The Government has shown that it is willing to take action but we face the deepest and sharpest recession, possibly for hundreds of years, and the power of Government has got to be continued to be used.

And the decisions taken by Government in the coming weeks will determine how many jobs are lost and how many businesses survive.

We are calling for an extension to the furlough for specific sectors, an urgent job creation programme with a green recovery at its heart, and real action on infrastructure – not just words.


More from Miliband:

Mr Miliband called on the Government to recognise that some sectors are more hindered by the public health measures than others and to acknowledge this with further financial support.

He told MPs:

We’re not asking the impossible of Government, but what we are saying is look at what other countries are doing – whether it is Spain or Italy or New Zealand or France or Germany – they are taking a sectoral approach to the furlough.

They are saying that there are specific sectors that are more affected by the public health measures and therefore the economic measures have to match that.
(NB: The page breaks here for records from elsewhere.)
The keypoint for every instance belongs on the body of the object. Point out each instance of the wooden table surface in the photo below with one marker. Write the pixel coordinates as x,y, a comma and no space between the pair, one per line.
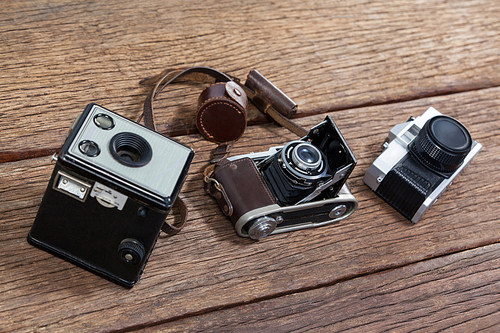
368,64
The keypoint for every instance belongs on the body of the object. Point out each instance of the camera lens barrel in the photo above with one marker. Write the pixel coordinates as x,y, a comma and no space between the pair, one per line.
130,149
442,144
303,162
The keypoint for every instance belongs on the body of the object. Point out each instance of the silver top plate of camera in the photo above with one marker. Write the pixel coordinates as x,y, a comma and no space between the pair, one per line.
161,172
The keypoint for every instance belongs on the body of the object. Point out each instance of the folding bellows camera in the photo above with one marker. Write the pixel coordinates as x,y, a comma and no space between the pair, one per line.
112,187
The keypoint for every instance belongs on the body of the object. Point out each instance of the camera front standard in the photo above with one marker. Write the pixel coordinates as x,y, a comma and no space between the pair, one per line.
420,160
112,187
=I would urge the Business Secretary, because he knows, he talks to the same people that I do, to use all the powers of his office to make representations to the Chancellor to find a way of fixing this, a sector-specific approach to the furlough including an extension beyond October.

From hospitality to leisure to manufacturing, and this is the big point, this is a general recession but it is also much more acute in specific sectors and I believe the Government needs to recognise this far more in their response.